It’s time to move away from pigeonholing data as good or bad
Barley Laing, UK Managing Director at Melissa, looks at why data shouldn’t be perceived in simple ‘good’ and ‘bad’ terms, and how brands can identify and unlock the potential value of ‘bad data’ to access the valuable insight it contains.
What is ‘good data’? What is ‘bad data’? It’s not as easy to define as you might think. Just because data is old or missing an element doesn’t necessarily mean it’s bad and should be disregarded or deleted; nor is freshly collected data always good, particularly if it has not been properly verified at the point of capture.
In today’s big data world, it’s difficult to classify data in such a binary way, especially when the driving force behind delivering improved marketing and business success is derived from effectively analysing and cleverly using customer data.
The definition of bad data is up to each individual organisation. But if a customer record is deemed bad because it’s missing a phone number, the address is wrong, or an email is blocked - should that entire record be purged? The short answer is no!
Data that is simply incorrect, such as customer name, address, email or telephone number, is an issue that can be easily fixed.
Clean customer data
Without regular intervention, customer data degrades at 2% each month, and 25% over the course of a year - a major issue for brands. Additionally, in an age when customers are increasingly providing contact data via their mobile devices, mistyping contact details on a small screen has also become a problem.
In fact, approximately 20% of addresses entered online contain errors such as spelling mistakes, wrong house numbers, and inaccurate postcodes.
Clean data can be delivered via industry-leading data cleansing, standardisation and verification services that provide quality data in batch form and data entry verification in real time. A solution that’s scalable, can integrate with your CRM platform and can cleanse, correct and format UK as well as global name, address, email and phone numbers is ideal.
Cleaning data this way is an excellent first step to unlocking the insight harnessed within bad data and helping to make it good.
Address autocomplete for accuracy
To prevent collecting bad or inaccurate customer address data, leverage an address autocomplete service. This type of resource automatically recommends the correct version of the address, in real time, as the customer completes an online contact form, promoting the selection of the one that’s not only accurate but easily recognised.
It solves the issue of mistakes caused by ‘fat finger syndrome’. Such a service also reduces the number of keystrokes required when typing an address by up to 70%, accelerating the checkout process and lowering shopping cart abandonment.
ID verification prevents bad data and fraud
To avoid bad data at the customer onboarding stage, it’s important to take customer checks and verification to another level, not only for data accuracy and to deliver good data, but as protection against fraud. This is key as escalation in the number of data breaches has led to an increased number of criminals posing as legitimate consumers, albeit with stolen or falsified identities.
Delivering effective customer verification all comes down to data. This requires sourcing a global dataset of billions of records containing data from trusted reference sources such as credit agency, government agency, utility company and international watchlist data.
To ensure customers are who they say they are, brands must carry out cross-checks of captured customer insight against this data; matching a particular name to a physical address, telephone or email. Furthermore, such a dataset can also be used to verify the end user’s age to ensure they are legally entitled to the product or service offered.
When sourcing data for ID verification, it’s important not only to verify but also to enrich and improve the customer data to deliver a 360-degree single customer view (SCV). This SCV can also aid future marketing and sales efforts. Since consumers expect a seamless onboarding experience in this increasing digital age, it’s vital that the technology powering the ID verification process delivers this insight in real-time.
AI semantic technology
Artificial intelligence (AI), in the form of machine reasoning semantic technology, is another option to consider in delivering good data. Semantic technology, or semtech, associates words with meanings and recognises the relationships between them.
It works by delivering powerful real-time connections between customer records - combining the missing pieces of customer data to improve data quality, confirm identity, and make an informed decision about whether to present a particular product or service to a customer.

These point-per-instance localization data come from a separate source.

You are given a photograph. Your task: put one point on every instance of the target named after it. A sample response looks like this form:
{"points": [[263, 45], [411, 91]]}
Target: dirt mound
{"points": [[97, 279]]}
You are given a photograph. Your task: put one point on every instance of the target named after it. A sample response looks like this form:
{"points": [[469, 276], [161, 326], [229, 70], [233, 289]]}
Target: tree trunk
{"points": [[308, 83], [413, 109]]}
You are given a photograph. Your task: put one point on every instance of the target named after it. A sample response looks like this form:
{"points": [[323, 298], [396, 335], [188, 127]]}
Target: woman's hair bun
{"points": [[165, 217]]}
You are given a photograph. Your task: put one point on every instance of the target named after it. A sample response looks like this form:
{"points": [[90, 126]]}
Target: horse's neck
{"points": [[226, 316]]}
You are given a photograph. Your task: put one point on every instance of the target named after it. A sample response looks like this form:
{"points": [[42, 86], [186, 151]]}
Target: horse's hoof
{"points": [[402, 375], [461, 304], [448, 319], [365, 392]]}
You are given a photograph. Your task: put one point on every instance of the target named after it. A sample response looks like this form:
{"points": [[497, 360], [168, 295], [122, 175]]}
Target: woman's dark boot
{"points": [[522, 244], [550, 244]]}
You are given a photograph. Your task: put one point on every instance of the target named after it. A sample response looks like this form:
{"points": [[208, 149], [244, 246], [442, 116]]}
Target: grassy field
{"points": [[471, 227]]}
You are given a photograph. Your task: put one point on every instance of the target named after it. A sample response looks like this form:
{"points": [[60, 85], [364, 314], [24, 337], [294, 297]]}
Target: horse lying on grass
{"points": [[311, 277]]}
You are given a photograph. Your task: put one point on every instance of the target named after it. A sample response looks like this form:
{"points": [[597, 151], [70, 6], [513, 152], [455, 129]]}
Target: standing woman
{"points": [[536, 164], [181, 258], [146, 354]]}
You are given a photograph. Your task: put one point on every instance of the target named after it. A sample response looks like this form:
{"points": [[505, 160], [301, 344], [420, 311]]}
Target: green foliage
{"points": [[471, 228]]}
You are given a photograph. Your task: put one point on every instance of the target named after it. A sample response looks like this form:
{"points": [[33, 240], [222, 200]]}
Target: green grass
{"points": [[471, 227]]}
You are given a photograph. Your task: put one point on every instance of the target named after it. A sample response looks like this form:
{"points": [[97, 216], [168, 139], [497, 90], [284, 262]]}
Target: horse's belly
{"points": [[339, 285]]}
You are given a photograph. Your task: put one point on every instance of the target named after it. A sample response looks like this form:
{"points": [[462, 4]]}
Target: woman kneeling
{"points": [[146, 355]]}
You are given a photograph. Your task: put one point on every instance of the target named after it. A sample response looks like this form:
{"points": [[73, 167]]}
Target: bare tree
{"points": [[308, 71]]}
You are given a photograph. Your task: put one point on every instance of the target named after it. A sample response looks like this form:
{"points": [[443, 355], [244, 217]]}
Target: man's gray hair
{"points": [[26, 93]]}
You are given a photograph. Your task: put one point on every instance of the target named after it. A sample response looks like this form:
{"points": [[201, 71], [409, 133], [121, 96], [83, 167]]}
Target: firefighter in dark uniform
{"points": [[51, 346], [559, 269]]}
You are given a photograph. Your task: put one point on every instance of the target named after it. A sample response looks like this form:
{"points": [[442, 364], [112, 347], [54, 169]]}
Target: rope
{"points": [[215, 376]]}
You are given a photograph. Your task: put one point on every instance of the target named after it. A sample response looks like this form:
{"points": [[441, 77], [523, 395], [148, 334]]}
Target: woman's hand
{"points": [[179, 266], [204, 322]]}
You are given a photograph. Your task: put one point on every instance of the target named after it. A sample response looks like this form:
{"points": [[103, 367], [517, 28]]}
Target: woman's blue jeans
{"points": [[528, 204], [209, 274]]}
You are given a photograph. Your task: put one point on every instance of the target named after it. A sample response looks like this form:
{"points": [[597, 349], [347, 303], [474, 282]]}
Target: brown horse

Machine reasoning does this by filling any gaps in information left by the customer during the onboarding process or via other communications. AI not only improves data quality, it delivers the information that empowers organisations to make informed decisions around the products and services it offers to customers.
With definitions of good and bad data so subjective, the only path forward is to ensure all customer data is effectively cleaned and verified. Today, as data services and technology evolve, it’s possible to clean, verify and fill in the gaps of what is perceived as both bad and good data, then generate actionable insight from it in real time.
With brands handling increasing amounts of customer data, it’s crucial to take these steps to generate as much value as possible from the data to ensure you stay ahead of the competition.